For Weight SVD, we use Tar-Based Rank selection. Auto and Manual modes are supported for Weight SVD as well.


Top-level API for Compression

class aimet_tensorflow.compress.ModelCompressor[source]

aimet model compressor: Enables model compression using various schemes


static ModelCompressor.compress_model(sess, working_dir, eval_callback, eval_iterations, input_shape, compress_scheme, cost_metric, parameters, trainer=None, visualization_url=None)[source]

Compress a given model using the specified parameters

Parameters
  • sess (Session) – Model, represented by a tf.compat.v1.Session, to compress

  • working_dir (str) – File path to save compressed TensorFlow meta file

  • eval_callback (Callable[[Any, Optional[int], bool], float]) – Evaluation callback. Expected signature is evaluate(model, iterations, use_cuda). Expected to return an accuracy metric.

  • eval_iterations – Iterations to run evaluation for

  • trainer – Training Class: Contains a callable, train_model, which takes model, layer which is being fine tuned and an optional parameter train_flag as a parameter None: If per layer fine tuning is not required while creating the final compressed model

  • input_shape (Union[Tuple, List[Tuple]]) – tuple or list of tuples of input shapes to the model (channels_last format)

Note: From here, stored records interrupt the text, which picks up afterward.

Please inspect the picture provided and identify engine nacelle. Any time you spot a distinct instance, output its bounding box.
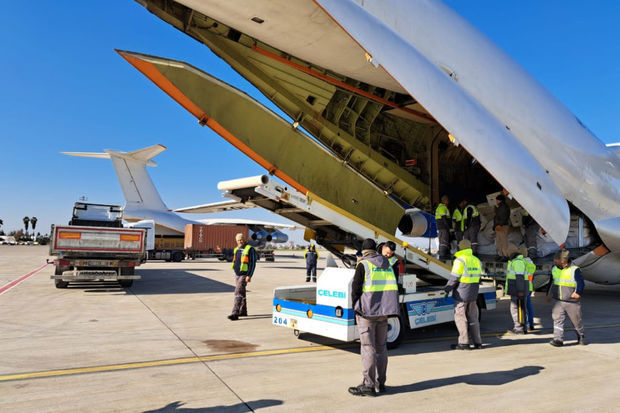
[268,230,288,244]
[397,208,436,238]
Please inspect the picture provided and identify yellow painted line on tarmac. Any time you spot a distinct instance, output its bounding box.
[0,344,342,383]
[3,322,620,383]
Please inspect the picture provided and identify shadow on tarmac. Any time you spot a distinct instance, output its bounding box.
[143,399,283,412]
[130,269,235,295]
[387,365,544,393]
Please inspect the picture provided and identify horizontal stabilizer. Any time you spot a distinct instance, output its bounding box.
[61,152,111,159]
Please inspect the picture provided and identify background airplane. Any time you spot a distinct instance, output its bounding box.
[62,144,294,248]
[122,0,619,283]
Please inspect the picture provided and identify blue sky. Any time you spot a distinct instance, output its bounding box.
[1,1,618,241]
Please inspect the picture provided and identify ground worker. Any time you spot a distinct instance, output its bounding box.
[505,248,531,334]
[524,253,537,330]
[378,241,399,277]
[443,239,483,350]
[228,233,256,321]
[349,238,399,397]
[547,250,586,347]
[304,244,319,282]
[522,212,540,259]
[452,200,466,243]
[435,195,451,260]
[494,194,511,260]
[462,201,481,255]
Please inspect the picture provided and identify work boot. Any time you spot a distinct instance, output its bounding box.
[312,278,316,283]
[509,328,525,335]
[450,343,470,350]
[348,384,376,397]
[306,278,310,282]
[577,335,587,345]
[376,384,387,394]
[239,311,247,317]
[227,314,239,321]
[473,343,483,349]
[549,339,564,347]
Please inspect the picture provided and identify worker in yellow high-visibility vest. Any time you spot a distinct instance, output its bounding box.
[228,233,256,321]
[443,239,483,350]
[435,195,451,260]
[348,239,400,397]
[546,250,586,346]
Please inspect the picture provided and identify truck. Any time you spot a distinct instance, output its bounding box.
[273,267,496,348]
[50,202,147,288]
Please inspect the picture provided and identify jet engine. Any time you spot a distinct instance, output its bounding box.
[397,208,436,238]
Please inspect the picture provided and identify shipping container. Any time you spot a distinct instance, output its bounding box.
[184,224,249,252]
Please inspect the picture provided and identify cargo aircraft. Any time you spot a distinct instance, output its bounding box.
[63,144,293,248]
[117,0,619,283]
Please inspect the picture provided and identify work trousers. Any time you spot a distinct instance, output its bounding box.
[454,231,463,243]
[495,226,510,257]
[356,314,388,388]
[463,225,480,254]
[524,224,540,258]
[306,265,317,281]
[438,229,450,258]
[231,275,247,315]
[526,294,535,328]
[510,295,527,332]
[552,299,584,341]
[454,301,482,345]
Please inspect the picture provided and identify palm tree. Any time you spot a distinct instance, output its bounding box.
[23,217,30,238]
[30,217,37,241]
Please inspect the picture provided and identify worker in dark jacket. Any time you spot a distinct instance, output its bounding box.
[304,244,319,282]
[546,250,586,346]
[462,201,481,255]
[522,212,540,259]
[494,194,511,260]
[348,239,400,397]
[443,239,483,350]
[435,195,451,260]
[378,241,399,277]
[228,233,256,321]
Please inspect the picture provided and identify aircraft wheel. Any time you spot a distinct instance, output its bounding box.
[294,329,300,337]
[172,252,184,262]
[386,316,404,349]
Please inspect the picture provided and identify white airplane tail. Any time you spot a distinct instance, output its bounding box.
[62,144,169,212]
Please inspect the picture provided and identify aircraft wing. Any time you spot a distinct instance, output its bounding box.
[314,0,570,244]
[198,218,297,230]
[174,200,257,214]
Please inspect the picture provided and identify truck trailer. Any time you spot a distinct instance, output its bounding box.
[49,203,146,288]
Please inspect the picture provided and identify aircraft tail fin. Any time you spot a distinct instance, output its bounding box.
[62,144,169,212]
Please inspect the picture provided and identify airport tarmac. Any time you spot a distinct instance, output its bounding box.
[1,245,619,412]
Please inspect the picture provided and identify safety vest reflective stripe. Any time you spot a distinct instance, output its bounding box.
[553,266,577,287]
[453,255,481,284]
[231,245,252,271]
[388,256,398,266]
[464,205,480,218]
[361,261,398,292]
[506,258,527,279]
[435,204,450,220]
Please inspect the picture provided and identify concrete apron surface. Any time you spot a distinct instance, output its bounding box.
[1,245,619,412]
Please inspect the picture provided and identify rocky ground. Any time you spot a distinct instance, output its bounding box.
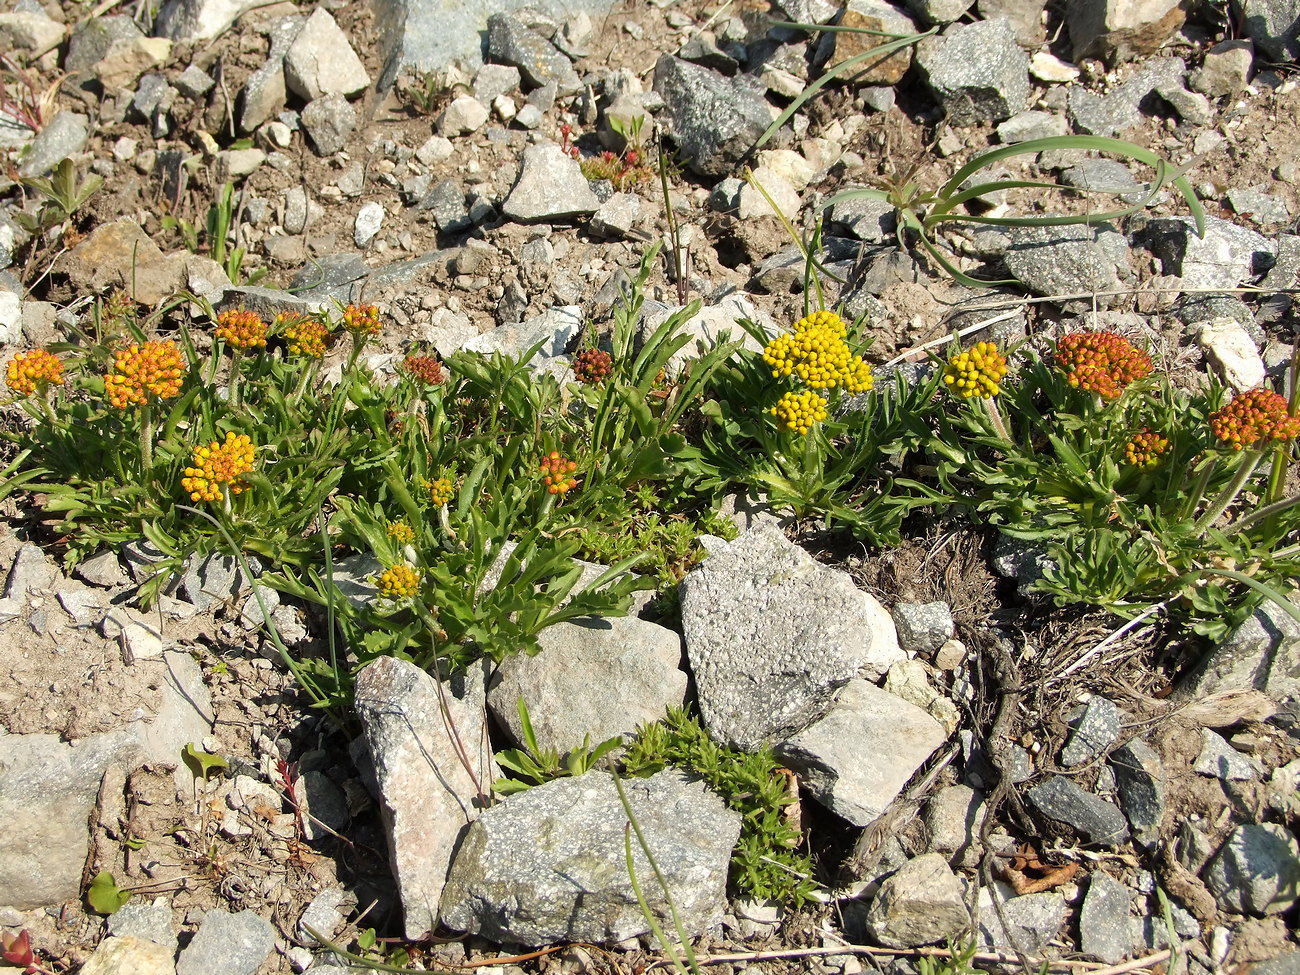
[1,0,1300,972]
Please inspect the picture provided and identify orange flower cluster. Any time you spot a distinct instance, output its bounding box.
[214,308,267,350]
[1054,331,1152,400]
[1124,428,1169,469]
[539,451,578,494]
[279,314,330,359]
[105,340,186,408]
[343,304,382,337]
[181,432,256,502]
[402,354,445,385]
[943,342,1008,399]
[1209,388,1300,450]
[573,348,613,385]
[6,349,64,395]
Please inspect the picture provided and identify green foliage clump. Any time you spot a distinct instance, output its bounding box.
[622,707,817,906]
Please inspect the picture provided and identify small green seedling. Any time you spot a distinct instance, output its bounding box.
[86,871,131,915]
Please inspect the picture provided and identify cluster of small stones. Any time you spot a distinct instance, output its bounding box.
[1,0,1299,971]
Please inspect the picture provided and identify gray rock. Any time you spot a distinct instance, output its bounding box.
[1181,600,1300,701]
[0,730,140,908]
[74,550,129,589]
[773,0,840,23]
[296,771,350,840]
[1068,56,1186,136]
[437,96,490,136]
[180,552,260,613]
[1080,872,1134,964]
[1061,158,1145,199]
[680,524,896,751]
[108,901,178,952]
[175,64,216,98]
[1066,0,1187,63]
[175,909,275,975]
[1190,39,1253,97]
[1061,696,1121,767]
[904,0,976,24]
[1227,187,1290,229]
[284,8,369,101]
[129,74,172,126]
[977,890,1066,954]
[828,192,896,242]
[71,937,174,975]
[17,111,89,178]
[354,201,384,247]
[1110,739,1164,850]
[441,770,740,946]
[502,143,599,223]
[354,656,495,940]
[925,785,982,866]
[1202,824,1300,916]
[474,63,522,102]
[300,94,357,156]
[1238,0,1300,61]
[590,192,643,239]
[488,615,688,754]
[0,11,64,57]
[892,602,954,655]
[486,13,579,92]
[1004,223,1128,298]
[865,853,970,948]
[238,15,302,133]
[5,542,57,600]
[1194,729,1258,781]
[638,294,774,378]
[1156,81,1212,125]
[297,887,359,946]
[153,0,264,42]
[821,0,918,87]
[996,110,1068,143]
[977,0,1046,46]
[461,304,581,361]
[678,31,739,74]
[653,55,772,177]
[917,18,1030,126]
[775,680,947,827]
[1253,952,1300,975]
[65,15,143,74]
[1027,776,1130,845]
[1144,215,1273,291]
[420,179,471,232]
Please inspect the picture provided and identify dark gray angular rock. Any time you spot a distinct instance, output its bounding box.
[175,909,275,975]
[773,0,840,23]
[355,656,496,940]
[421,179,472,232]
[65,15,143,74]
[474,63,522,102]
[653,55,773,177]
[129,74,172,124]
[1143,215,1274,290]
[153,0,264,42]
[175,64,216,98]
[828,192,896,242]
[865,852,970,948]
[5,542,57,600]
[488,615,688,754]
[441,771,740,946]
[237,16,302,133]
[1227,187,1291,229]
[300,94,357,156]
[1080,872,1134,964]
[1252,951,1300,975]
[1190,38,1254,97]
[1181,600,1300,701]
[996,110,1068,143]
[1202,823,1300,916]
[1110,739,1164,849]
[991,533,1056,590]
[1238,0,1300,61]
[1061,696,1121,767]
[17,111,89,178]
[1068,56,1186,136]
[1194,729,1258,781]
[977,891,1065,954]
[678,31,739,74]
[107,901,178,952]
[917,18,1030,126]
[1062,158,1145,200]
[681,524,897,751]
[1027,776,1130,845]
[486,13,580,92]
[1003,223,1128,298]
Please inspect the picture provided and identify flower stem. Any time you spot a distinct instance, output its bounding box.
[139,403,154,474]
[1195,449,1264,533]
[228,349,243,410]
[984,397,1012,446]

  • compress_scheme (CompressionScheme) – Compression scheme. See the enum for allowed values

  • cost_metric (CostMetric) – Cost metric to use for the compression-ratio (either mac or memory)

  • parameters (Union[SpatialSvdParameters, ChannelPruningParameters]) – Compression parameters specific to given compression scheme

  • trainer – Training function None: If per layer fine tuning is not required while creating the final compressed model

  • visualization_url – url the user will need to input where visualizations will appear

Return type

Tuple[Session, CompressionStats]

Returns

A tuple of the compressed model session, and compression statistics


Greedy Selection Parameters

class aimet_common.defs.GreedySelectionParameters(target_comp_ratio, num_comp_ratio_candidates=10, use_monotonic_fit=False, saved_eval_scores_dict=None)[source]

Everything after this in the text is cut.